According to Jardine, who was being interviewed on The Money Show on Talk Radio 702, he had walked into the issue as a new CEO in June 2008 and decided he would have to stay to the helm until there was a resolution with the Competition Commission. For the purposes of settlement, Aveng Limited had agreed to a lot that the Competition Commission had put forward at face value in order to achieve resolution. He  stated that the majority of individuals involved in the decisions at the time under investigation had already left the company.

“The collusion issue goes to the heart of where we are as a country and for Aveng and the Industry in the middle of this, we needed to resolve this issue. It could not go on perennially,” said Jardine, adding that he had informed the Aveng Board that with the Competition Commission’s investigation into the construction industry now finalised, he had decided that this was an appropriate point for him to step down.

Commenting on the announcement, Jardine said: “It has been a privilege working for an organisation that is at the core of infrastructure development. However, the Competition Commission’s investigation process has been personally very taxing, particularly as I have had to deal with matters that occurred before my appointment and of which I had no personal knowledge. While the first of the Competition Commission issues came to our attention shortly after I joined Aveng five years ago, I had a duty as CEO to see the group through this process. The settlement agreement confirmed by the Competition Tribunal last month provides a fresh platform for the group to move forward and to build on the culture of ethical corporate behaviour that we have worked so hard to implement. I feel it is now an appropriate time to move on.”

While the performance of Aveng’s South African Construction business has been a major disappointment, Jardine added the rest of the group’s business is holding its own under very difficult market conditions. Commenting on the announcement Aveng Chairman Angus Band thanked Jardine for his commitment in steering the group through one of the most difficult periods the industry has faced and wished him well in his future endeavours. “Roger has played a primary role in managing the very complex regulatory process with the Competition Commission, as well as dealing with the consequent issues that arose as a result of the investigation. He has also had to manage the group in the midst of material economic uncertainty, which placed the sector as a whole under major pressure. Many of the changes introduced by Roger are now embedded in the group and will continue to have a positive impact on Aveng well into the future.”

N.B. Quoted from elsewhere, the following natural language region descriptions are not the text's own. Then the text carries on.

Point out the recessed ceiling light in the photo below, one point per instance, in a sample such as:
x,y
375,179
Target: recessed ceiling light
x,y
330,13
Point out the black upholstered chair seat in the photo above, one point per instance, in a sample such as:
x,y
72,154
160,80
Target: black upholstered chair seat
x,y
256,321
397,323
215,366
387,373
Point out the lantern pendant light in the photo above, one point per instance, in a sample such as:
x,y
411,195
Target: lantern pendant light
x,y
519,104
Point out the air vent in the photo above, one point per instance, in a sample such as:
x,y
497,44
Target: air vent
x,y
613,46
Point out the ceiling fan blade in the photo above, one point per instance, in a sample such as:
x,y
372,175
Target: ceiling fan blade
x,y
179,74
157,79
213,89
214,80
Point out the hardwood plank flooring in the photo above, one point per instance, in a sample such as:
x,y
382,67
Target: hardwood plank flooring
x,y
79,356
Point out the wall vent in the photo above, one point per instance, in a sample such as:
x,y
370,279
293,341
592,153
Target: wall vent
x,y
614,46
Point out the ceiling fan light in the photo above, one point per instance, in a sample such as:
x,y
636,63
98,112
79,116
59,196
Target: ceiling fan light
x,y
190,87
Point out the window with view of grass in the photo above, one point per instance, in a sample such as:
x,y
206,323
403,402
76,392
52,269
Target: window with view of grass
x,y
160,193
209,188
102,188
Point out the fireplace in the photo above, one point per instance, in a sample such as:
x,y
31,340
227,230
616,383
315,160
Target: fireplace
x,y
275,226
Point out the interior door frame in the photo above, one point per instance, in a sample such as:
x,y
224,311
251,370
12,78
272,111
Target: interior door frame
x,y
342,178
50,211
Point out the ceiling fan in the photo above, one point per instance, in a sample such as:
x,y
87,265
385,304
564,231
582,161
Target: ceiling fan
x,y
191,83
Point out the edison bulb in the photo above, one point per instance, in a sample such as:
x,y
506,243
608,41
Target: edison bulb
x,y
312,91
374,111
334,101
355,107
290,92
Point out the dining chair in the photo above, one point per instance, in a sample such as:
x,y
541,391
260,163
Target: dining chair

The statement released by Aveng on Wednesday indicated  that the Nominations Committee of the Board would be commencing the process to appoint a permanent CEO. According to the statement, Kobus Verster will assume the role of Acting CEO with effect from 1 September 2013. Verster joined Aveng as Financial Director in September 2010 and has served on all of the group’s subsidiary boards over the past three years, affording him insight into the operations, opportunities and constraints of the various group businesses.